Günstige Ladenmiete in hervorragender Lage

Zuvor hatte Laurent eine Metzgerei in einem anderen Pariser Quartier. Dann stieß er auf ein einmaliges Angebot: den hiesigen Laden, 45 Quadratmeter groß, für 1.500 Euro pro Monat.
"Meine Miete ist super-günstig – ich zahle ein Drittel weniger als gleich große Läden in der Straße. Und zudem musste ich keinen Ablass für die Übernahme des Pachtvertrags leisten. Investieren brauchte ich nur in die Ladenausstattung."
Kurzum: das Ladenlokal von Laurents Fleischerei ist ein Schnäppchen. Zu verdanken hat er das der Semaest. Einer Institution, die sich um den Erhalt des Pariser Einzelhandels kümmert – im Auftrag und mit Geldern vom Rathaus. Der Stadtrat hat diesbezüglich einen Aktionsplan für mehrere Viertel aufgelegt. Dort hat die Semaest Vorkaufsrecht auf Ladenlokale, die veräußert werden. Unter den Pachtinteressenten wählt die Semaest den aus, dessen Warenangebot am besten ins Viertel passt. In der Rue du Faubourg Saint Denis hat Christian Laurent schnell Kundschaft gefunden:
"Es läuft richtig gut. Anfangs war ich noch alleine. Inzwischen arbeiten wir hier zu fünft und am Wochenende kommt noch eine Kassiererin dazu. Ich kann nicht klagen."

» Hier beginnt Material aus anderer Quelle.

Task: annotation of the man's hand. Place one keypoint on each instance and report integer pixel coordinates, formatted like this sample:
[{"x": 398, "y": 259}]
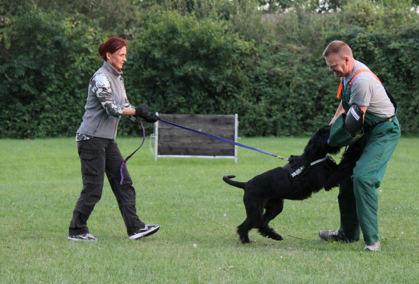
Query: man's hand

"Die Kundschaft kommt teils von weit her"

Auch Marie Boudier strahlt über das ganze Gesicht. Boudier packt gerade Ware aus: Ihr kleiner, sehr bunter Spielzeugladen in der Rue du Chateau d'Eau liegt zehn Gehminuten von Laurents Fleischerei entfernt.
"Die Rue du Chateau d'Eau hat sich in den letzten Jahren ziemlich verändert, vor allem dank der Aktionen der Semaest. Gleichzeitig mit mir haben nebenan ein Laden für Wandteppiche und eine Boutique für Einrichtungsgegenstände aufgemacht, das hat zahlreiche andere Händler angezogen. Früher gab es nur Textil-Grossisten in der Straße. Heute reiht sich ein kleiner Laden an den anderen. Und die Kundschaft kommt sogar teils von weit her, weil es hier nun sehr spezielle Läden gibt."
Der Enddreißiger im Hipster-Look, der in Boudiers Laden nach einem Geschenk sucht, nickt zustimmend. Er lebt in der Nachbarschaft.
"Das Viertel ist überaus lebendig, im Umkreis von ein paar Hundert Metern kann man kaufen, was das Herz begehrt, bis abends um zehn. Ich wohne seit zwanzig Jahren in der Gegend, seit zehn Jahren ziehen immer mehr junge Familien her, machen neue Läden auf. Das Leben ist hier sehr angenehm."
Das findet auch die Spielzeug-Händlerin Marie Boudier:
"Wenn ein Laden, den die Semaest verpachtet, floriert, kann der Betreiber die Räumlichkeiten sogar käuflich erwerben. Ich bin seit zwei Jahren Besitzerin meines Ladens. Die Semaest erleichtert uns Einzelhändlern sehr das Leben. Der Kaufpreis liegt unter dem normalen Marktpreis. Ganz abgesehen davon, dass kaum je ein Ladengeschäft zum Verkauf steht."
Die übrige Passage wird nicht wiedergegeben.